At the other extreme, an overly coarse grind will produce weak coffee unless more is used. Due to the importance of a grind’s fineness, a uniform grind is highly desirable. If a brewing method is used in which the time of exposure of the ground coffee to the heated water is adjustable, then a short brewing time can be used for finely ground coffee. This produces coffee of equal flavor yet uses less ground coffee.
A blade grinder does not cause frictional heat buildup in the ground coffee unless used to grind very large amounts as in a commercial operation. A fine grind allows the most efficient extraction but coffee ground too finely will slow down filtration or screening. Ground coffee deteriorates faster than roasted beans because of the greater surface area exposed to oxygen.
Many coffee drinkers grind the beans themselves immediately before brewing. Used coffee grounds can be reused for hair care or skin care as well as in the garden. These can also be used as biodiesel fuel. There are four methods of grinding coffee for brewing: burr-grinding, chopping, pounding, and roller grinding.

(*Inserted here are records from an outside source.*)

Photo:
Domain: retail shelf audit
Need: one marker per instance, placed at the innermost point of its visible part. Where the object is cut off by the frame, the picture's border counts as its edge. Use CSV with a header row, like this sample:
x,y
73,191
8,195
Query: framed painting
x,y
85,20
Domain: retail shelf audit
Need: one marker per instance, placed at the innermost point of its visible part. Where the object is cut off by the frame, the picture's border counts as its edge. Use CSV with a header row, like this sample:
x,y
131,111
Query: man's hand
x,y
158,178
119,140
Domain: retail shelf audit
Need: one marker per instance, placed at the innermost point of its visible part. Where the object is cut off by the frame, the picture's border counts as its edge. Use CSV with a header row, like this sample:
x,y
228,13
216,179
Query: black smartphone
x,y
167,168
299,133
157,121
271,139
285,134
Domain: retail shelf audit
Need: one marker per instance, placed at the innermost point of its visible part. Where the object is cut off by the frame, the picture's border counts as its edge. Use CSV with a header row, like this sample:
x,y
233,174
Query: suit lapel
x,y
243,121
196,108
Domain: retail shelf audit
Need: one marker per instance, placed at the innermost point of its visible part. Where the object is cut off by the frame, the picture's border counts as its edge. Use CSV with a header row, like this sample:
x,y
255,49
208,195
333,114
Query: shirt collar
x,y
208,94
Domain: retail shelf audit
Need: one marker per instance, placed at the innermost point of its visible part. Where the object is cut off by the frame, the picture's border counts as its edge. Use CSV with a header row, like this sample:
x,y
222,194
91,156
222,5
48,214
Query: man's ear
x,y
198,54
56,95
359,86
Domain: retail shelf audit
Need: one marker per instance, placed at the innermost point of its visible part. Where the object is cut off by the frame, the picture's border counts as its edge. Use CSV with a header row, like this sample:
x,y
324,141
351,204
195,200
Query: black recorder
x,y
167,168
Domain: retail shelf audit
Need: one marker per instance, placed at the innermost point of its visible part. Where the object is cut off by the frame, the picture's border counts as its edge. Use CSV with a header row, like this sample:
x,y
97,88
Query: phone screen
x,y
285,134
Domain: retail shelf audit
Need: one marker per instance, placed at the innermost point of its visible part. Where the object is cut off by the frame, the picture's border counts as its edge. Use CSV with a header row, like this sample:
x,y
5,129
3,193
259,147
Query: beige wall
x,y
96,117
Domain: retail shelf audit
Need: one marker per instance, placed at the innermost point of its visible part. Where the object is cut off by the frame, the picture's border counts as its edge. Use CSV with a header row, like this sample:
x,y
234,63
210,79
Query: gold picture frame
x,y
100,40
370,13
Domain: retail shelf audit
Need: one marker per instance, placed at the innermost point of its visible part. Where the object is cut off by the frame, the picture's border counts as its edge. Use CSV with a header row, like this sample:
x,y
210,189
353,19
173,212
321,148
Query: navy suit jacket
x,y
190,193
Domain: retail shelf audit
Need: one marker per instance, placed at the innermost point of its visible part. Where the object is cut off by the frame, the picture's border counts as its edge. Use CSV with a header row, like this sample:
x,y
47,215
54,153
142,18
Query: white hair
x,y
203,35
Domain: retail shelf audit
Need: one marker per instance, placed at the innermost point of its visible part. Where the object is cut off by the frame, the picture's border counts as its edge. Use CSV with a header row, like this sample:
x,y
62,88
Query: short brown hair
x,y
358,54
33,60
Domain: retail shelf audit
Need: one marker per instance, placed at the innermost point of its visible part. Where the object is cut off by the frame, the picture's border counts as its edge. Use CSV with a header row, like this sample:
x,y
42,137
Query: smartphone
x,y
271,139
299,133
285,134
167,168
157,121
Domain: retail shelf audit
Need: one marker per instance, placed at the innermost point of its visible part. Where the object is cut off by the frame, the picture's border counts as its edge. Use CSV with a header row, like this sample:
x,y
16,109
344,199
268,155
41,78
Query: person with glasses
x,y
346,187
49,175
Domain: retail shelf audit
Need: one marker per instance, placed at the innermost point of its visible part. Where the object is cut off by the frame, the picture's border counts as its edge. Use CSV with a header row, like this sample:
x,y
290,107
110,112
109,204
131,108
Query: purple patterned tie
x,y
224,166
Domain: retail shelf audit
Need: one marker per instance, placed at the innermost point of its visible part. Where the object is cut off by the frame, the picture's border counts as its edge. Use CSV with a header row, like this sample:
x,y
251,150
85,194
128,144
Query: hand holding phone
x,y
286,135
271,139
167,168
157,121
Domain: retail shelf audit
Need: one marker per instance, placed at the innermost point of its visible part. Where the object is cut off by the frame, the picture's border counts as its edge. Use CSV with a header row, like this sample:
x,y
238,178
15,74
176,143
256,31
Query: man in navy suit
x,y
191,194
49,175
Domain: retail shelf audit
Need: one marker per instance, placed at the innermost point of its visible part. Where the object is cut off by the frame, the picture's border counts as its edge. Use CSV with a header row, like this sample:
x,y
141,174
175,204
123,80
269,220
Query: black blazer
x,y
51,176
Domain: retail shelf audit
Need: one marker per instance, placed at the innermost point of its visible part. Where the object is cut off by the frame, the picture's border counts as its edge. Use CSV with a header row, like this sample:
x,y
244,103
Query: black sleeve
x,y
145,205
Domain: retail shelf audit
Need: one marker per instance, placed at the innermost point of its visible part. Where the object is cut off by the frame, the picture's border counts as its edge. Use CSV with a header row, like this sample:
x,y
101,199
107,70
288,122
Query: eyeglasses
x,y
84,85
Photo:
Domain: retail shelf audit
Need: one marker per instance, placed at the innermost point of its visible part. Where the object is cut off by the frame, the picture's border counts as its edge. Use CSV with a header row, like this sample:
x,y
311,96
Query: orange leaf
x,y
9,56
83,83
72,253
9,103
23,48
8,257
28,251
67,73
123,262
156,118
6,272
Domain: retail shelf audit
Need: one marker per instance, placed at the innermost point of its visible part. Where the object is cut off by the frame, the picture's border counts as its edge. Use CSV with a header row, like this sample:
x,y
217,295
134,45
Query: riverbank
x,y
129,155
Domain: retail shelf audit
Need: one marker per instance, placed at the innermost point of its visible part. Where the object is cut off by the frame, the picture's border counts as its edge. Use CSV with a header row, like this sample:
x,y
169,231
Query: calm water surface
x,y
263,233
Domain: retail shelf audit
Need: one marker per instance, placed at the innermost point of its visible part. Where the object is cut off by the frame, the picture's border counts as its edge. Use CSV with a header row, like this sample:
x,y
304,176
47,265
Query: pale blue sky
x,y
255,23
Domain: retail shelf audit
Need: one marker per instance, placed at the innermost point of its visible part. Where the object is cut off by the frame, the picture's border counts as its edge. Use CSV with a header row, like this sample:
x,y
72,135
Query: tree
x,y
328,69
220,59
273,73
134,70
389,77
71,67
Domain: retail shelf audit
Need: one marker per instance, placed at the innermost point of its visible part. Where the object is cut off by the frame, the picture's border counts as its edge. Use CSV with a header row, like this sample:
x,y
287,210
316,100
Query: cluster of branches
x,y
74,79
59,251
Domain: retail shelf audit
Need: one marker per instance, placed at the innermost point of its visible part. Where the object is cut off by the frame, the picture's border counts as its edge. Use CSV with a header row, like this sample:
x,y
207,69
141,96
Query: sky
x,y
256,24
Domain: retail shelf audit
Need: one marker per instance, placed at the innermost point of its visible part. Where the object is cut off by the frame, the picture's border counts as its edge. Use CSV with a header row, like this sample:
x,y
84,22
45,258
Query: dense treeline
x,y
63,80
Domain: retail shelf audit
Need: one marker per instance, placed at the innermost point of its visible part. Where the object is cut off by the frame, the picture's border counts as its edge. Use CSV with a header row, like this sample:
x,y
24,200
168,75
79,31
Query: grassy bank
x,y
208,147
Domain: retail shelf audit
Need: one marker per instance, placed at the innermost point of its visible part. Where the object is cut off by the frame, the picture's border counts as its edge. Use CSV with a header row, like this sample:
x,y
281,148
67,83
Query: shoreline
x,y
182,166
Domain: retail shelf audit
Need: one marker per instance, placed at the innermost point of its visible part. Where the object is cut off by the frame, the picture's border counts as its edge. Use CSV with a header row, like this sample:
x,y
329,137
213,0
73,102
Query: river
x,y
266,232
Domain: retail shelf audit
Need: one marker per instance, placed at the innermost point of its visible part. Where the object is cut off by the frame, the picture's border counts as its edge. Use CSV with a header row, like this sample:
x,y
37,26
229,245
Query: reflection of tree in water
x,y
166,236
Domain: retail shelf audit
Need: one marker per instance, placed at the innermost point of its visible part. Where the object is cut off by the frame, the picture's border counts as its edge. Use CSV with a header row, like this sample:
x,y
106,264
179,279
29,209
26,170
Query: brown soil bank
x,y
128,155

Coffee beans can be chopped by using blades rotating at high speed (20,000 to 30,000 rpm), either in a blade grinder designed specifically for coffee and spices, or in a general use home blender. Devices of this sort are cheaper than burr grinders, but the grind is not uniform and will produce particles of widely varying sizes, while ideally all particles should have the same size, appropriate for the method of brewing.
Moreover, the particles get smaller and smaller during the grinding process, which makes it difficult to achieve a consistent grind from batch to batch. Blade grinders create “coffee dust” that can clog up sieves in espresso machines and French presses, and are best suited for drip coffee makers. They are not recommended for grinding coffee for use with pump espresso machines.
Arabic coffee and Turkish coffee require that the grounds be almost powdery in fineness, finer than can be achieved by most burr grinders. Pounding the beans with a mortar and pestle can pulverise the coffee finely enough.